Après plus d’une année d’occupation par les rebelles du M23, la cité minière stratégique de Rubaya, située dans le territoire de Masisi au Nord-Kivu, est repassée sous le contrôle des Forces armées de la République démocratique du Congo (FARDC), selon plusieurs sources locales concordantes.
Cette reprise constitue un revers majeur pour la rébellion, qui faisait de cette zone un bastion militaire et surtout une importante base économique.
Une offensive décisive à l’aube
D’après des sources proches du mouvement rebelle, l’opération militaire ayant permis la reconquête de Rubaya serait intervenue tôt dans la matinée de ce mardi 24 février 2026. L’attaque aurait été précédée d’une frappe de drone visant un cortège militaire du groupe armé, provoquant un affaiblissement de ses capacités de défense.
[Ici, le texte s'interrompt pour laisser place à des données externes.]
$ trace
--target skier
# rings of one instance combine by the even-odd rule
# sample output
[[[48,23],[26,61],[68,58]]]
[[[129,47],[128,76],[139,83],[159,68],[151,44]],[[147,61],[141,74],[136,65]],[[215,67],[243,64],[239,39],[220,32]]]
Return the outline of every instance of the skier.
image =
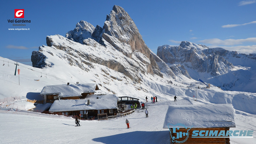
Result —
[[[79,124],[79,123],[80,122],[80,121],[77,119],[77,117],[76,117],[76,120],[75,120],[75,122],[76,123],[76,126],[78,126],[78,124],[79,124],[79,126],[80,126],[80,124]]]
[[[174,97],[174,101],[177,101],[177,100],[176,100],[176,98],[177,98],[177,97],[176,97],[176,96],[175,95],[175,96]]]
[[[145,111],[145,113],[146,114],[146,117],[148,117],[148,110],[146,109],[146,111]]]
[[[129,123],[129,121],[128,119],[127,119],[127,118],[126,119],[126,120],[125,121],[125,123],[126,123],[126,124],[127,124],[127,128],[129,129],[130,128],[130,123]]]

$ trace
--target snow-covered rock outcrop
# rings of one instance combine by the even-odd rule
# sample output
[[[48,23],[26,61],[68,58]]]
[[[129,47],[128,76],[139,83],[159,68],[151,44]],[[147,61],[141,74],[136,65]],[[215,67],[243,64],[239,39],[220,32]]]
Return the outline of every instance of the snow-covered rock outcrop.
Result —
[[[84,20],[81,20],[76,25],[74,30],[66,34],[66,37],[76,42],[83,44],[84,39],[90,38],[95,28],[92,24]]]
[[[239,54],[182,41],[178,46],[158,47],[157,55],[176,75],[181,72],[188,78],[203,79],[224,90],[256,92],[252,87],[256,84],[253,80],[256,79],[256,54]]]

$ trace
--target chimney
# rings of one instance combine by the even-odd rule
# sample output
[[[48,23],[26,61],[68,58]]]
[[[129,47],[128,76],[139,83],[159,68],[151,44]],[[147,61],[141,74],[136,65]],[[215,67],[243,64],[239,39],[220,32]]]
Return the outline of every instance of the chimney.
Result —
[[[90,105],[90,100],[87,100],[87,105]]]

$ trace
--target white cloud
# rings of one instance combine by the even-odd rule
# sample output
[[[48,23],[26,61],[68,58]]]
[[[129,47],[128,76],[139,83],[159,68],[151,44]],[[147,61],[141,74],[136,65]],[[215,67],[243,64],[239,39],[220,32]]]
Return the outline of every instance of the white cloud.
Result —
[[[169,41],[171,42],[172,43],[176,43],[176,44],[180,44],[181,43],[181,41],[176,41],[174,40],[173,40],[172,39],[169,40]]]
[[[221,47],[229,51],[236,51],[240,53],[256,53],[256,45],[239,45],[235,46],[220,46],[218,45],[208,46],[210,48],[215,47]]]
[[[193,37],[190,38],[191,39],[197,39],[198,38],[196,37]]]
[[[33,47],[28,48],[27,47],[24,46],[17,46],[13,45],[8,45],[5,47],[8,49],[20,49],[21,50],[27,50],[30,48],[35,49],[38,48],[38,47],[37,46],[33,46]]]
[[[249,37],[245,39],[227,39],[225,40],[221,40],[218,38],[213,38],[202,40],[199,42],[216,45],[234,45],[242,44],[243,43],[247,42],[256,43],[256,37]]]
[[[247,25],[248,24],[252,24],[253,23],[256,23],[256,21],[253,21],[251,22],[248,22],[248,23],[244,23],[244,24],[237,24],[225,25],[224,26],[221,26],[221,28],[233,28],[233,27],[236,27],[241,26],[244,26],[245,25]]]
[[[6,47],[8,49],[20,49],[22,50],[27,50],[28,48],[24,46],[16,46],[13,45],[8,45]]]
[[[256,3],[256,0],[242,1],[242,2],[240,2],[238,3],[238,5],[239,6],[242,6],[242,5],[251,4],[255,3]]]
[[[228,37],[235,37],[235,36],[228,36]]]

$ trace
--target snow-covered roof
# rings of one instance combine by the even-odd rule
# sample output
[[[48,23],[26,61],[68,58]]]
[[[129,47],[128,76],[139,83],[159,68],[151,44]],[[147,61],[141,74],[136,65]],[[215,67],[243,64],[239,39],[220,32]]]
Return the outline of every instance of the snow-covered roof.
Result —
[[[234,127],[235,112],[232,104],[170,106],[164,128],[168,128],[168,124],[192,128]]]
[[[118,98],[112,97],[107,99],[90,99],[90,104],[87,105],[88,99],[55,100],[49,111],[52,112],[76,110],[100,110],[118,108]]]
[[[44,87],[40,95],[58,94],[61,97],[81,96],[84,92],[93,92],[98,89],[96,84],[83,84],[47,85]]]

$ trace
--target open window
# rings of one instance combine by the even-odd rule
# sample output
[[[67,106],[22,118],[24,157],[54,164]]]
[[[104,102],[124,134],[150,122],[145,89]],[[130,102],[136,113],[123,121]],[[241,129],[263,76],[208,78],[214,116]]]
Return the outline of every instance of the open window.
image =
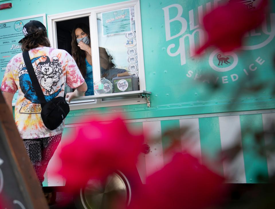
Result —
[[[146,103],[149,105],[150,93],[146,91],[139,1],[49,15],[48,18],[52,46],[66,50],[73,57],[71,45],[73,28],[80,23],[89,28],[91,59],[89,60],[87,55],[85,60],[86,69],[91,67],[92,73],[87,71],[84,77],[93,91],[72,101],[71,108]],[[72,91],[66,87],[65,91]],[[92,104],[94,105],[91,105]]]

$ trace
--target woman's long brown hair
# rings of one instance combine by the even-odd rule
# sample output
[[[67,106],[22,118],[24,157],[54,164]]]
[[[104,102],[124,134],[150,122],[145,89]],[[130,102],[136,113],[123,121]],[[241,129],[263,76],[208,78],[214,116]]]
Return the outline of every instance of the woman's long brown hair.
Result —
[[[89,39],[90,38],[90,30],[87,25],[83,23],[80,23],[74,26],[71,34],[72,55],[74,59],[82,76],[85,78],[86,76],[86,63],[85,62],[86,53],[85,51],[80,49],[79,47],[77,46],[78,44],[76,42],[76,38],[75,37],[75,30],[77,28],[80,28],[83,31],[88,35]]]

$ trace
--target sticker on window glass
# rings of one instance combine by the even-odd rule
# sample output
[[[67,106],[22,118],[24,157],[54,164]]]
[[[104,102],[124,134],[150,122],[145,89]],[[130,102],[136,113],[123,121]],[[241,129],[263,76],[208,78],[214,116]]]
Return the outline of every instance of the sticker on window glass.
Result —
[[[105,83],[103,86],[103,90],[106,92],[109,92],[111,89],[110,86],[110,84],[109,83]]]
[[[94,85],[94,90],[99,90],[103,88],[103,85],[102,84]]]
[[[134,47],[136,44],[137,41],[135,39],[128,39],[126,42],[125,46],[127,48],[129,48],[130,47]]]
[[[121,91],[125,91],[128,87],[128,82],[124,79],[122,79],[117,82],[117,88]]]
[[[138,66],[137,64],[132,64],[128,65],[128,70],[131,72],[136,71],[138,69]]]
[[[135,37],[135,33],[134,31],[130,31],[125,33],[125,37],[128,39],[132,39]]]
[[[135,71],[134,72],[128,72],[128,73],[131,75],[133,75],[137,78],[138,78],[138,73],[137,71]]]
[[[136,48],[130,48],[127,50],[127,54],[129,56],[132,56],[137,54],[138,51]]]
[[[127,61],[129,63],[135,63],[138,61],[138,57],[136,56],[129,57]]]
Au-delà de la perte territoriale, ces mêmes sources évoquent également la disparition du porte-parole militaire du M23, le colonel Willy Ngoma, qui aurait été touché lors de cette opération. Aucune confirmation officielle indépendante n’était toutefois disponible dans l’immédiat.
Un enjeu économique majeur
Rubaya représente bien plus qu’une position militaire. Cette cité minière est connue pour ses importantes ressources, notamment en minerais stratégiques exploités dans la région de Masisi. Le contrôle de cette zone permettait au M23 de disposer d’une source de financement substantielle pour ses opérations.
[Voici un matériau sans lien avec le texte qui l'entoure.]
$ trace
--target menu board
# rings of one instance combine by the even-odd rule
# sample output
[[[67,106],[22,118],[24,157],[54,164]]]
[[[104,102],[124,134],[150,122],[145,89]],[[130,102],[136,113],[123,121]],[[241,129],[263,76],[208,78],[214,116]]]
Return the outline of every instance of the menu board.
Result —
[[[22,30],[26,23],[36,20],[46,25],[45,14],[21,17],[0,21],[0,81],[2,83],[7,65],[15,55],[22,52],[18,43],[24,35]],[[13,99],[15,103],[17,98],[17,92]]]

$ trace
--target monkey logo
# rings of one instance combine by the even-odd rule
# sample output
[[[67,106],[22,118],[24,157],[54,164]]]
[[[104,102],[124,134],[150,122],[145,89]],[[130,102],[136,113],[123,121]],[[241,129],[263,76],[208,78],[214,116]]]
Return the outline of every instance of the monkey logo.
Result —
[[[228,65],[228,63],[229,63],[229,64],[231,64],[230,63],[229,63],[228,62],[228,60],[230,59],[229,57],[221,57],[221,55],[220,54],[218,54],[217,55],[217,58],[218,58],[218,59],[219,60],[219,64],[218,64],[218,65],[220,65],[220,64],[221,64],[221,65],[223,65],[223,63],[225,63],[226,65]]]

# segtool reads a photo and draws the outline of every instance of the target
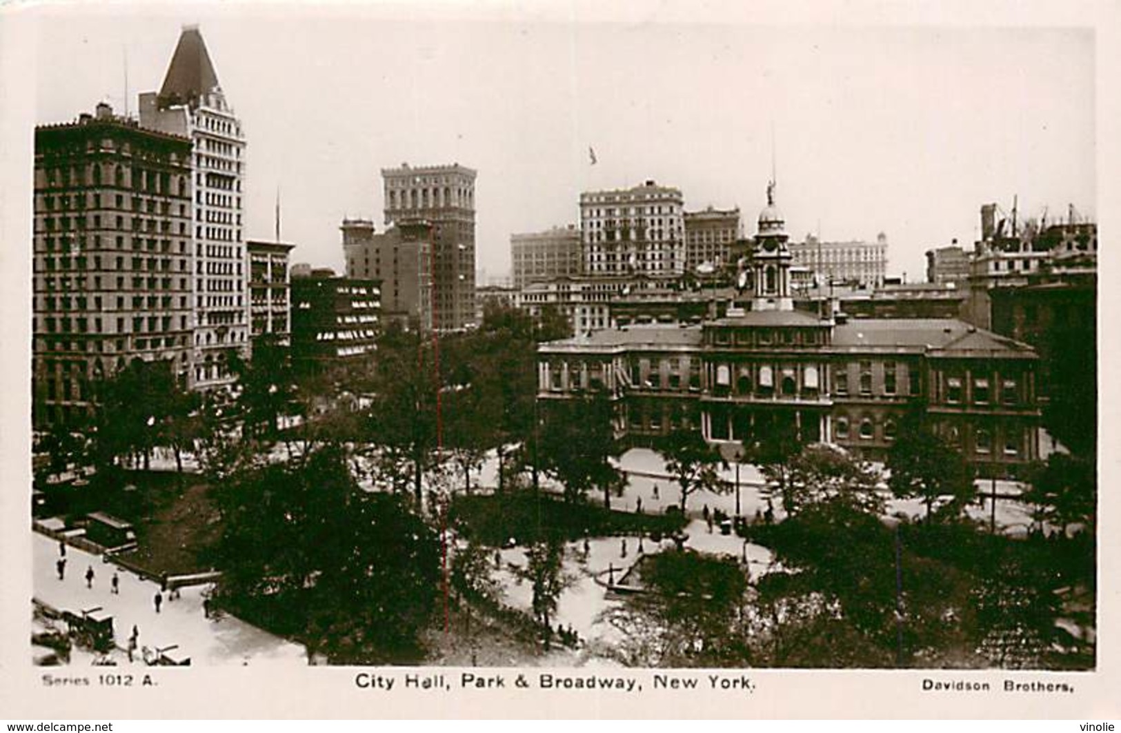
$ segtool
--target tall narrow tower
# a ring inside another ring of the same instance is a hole
[[[475,322],[475,171],[401,164],[382,168],[386,224],[432,225],[432,322],[454,331]]]
[[[752,258],[754,297],[752,310],[794,310],[790,295],[790,260],[786,222],[775,205],[775,182],[767,184],[767,207],[759,212],[759,233]]]
[[[184,26],[159,92],[140,95],[140,124],[193,142],[191,381],[196,389],[228,384],[232,356],[248,356],[250,344],[241,230],[245,139],[197,26]]]

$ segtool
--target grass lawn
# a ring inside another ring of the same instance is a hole
[[[139,547],[122,557],[157,575],[210,569],[197,560],[221,531],[210,486],[197,475],[164,474],[157,481],[149,475],[158,474],[132,477],[147,499],[138,516],[123,517],[135,523]]]
[[[511,538],[525,545],[543,538],[577,540],[583,537],[651,532],[668,535],[685,526],[679,513],[612,511],[590,503],[565,502],[528,490],[457,495],[452,501],[450,513],[465,536],[490,546],[500,546]]]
Sa perte pourrait ainsi fragiliser durablement les capacités logistiques et financières du mouvement.
Un tournant possible dans le conflit
La reprise de Rubaya par l’armée congolaise intervient dans un contexte de combats intensifiés dans l’est de la République démocratique du Congo, où les affrontements entre forces gouvernementales et groupes armés continuent de provoquer une grave crise humanitaire.
Si cette avancée se confirme et se consolide sur le terrain, elle pourrait marquer un tournant important dans la dynamique militaire au Nord-Kivu, même si la situation sécuritaire demeure volatile.